Tuesday, May 14, 2002

CITYWIDE: Bottle clubs targeted

Mayor Tom Murphy stumped yesterday in favor of a citywide referendum increasing penalties against illegal bottle clubs.

Typically the unlicensed clubs open after 2 a.m., have a door charge and provide liquor for free. A question on next week's primary ballot would prohibit the already illegal clubs, and increase penalties from a $300 summary offense to a misdemeanor carrying up to $2,500 in fines and a year in jail.

Murphy and others, including four council members and Hill District Police Cmdr. William Valenta, said the increased penalties would help police stamp out the clubs, which they said are incubators of crime.

Murphy said the clubs "have a significant impact on the quality of neighborhoods in our city" and are "centers for crime."
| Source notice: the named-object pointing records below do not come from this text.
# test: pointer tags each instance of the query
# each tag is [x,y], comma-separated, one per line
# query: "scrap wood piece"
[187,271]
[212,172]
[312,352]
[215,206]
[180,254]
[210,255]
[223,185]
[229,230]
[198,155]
Opponents of the ballot question have said stamping out the clubs -- which are different from licensed social clubs that can legally stay open until 3 a.m. -- would stifle underground social life in the city, especially that of young people, gays and lesbians.

Crash jams Parkway East

Motorists make their way past a truck accident yesterday. (John Beale, Post-Gazette)

Traffic was delayed for nearly two hours yesterday after a tractor-trailer collided with two other vehicles on the Parkway East, inbound.

State police said no one was injured in the accident, which occurred near the Boulevard of the Allies ramp at 2:57 p.m.

Police said traffic returned to normal just before 5 p.m.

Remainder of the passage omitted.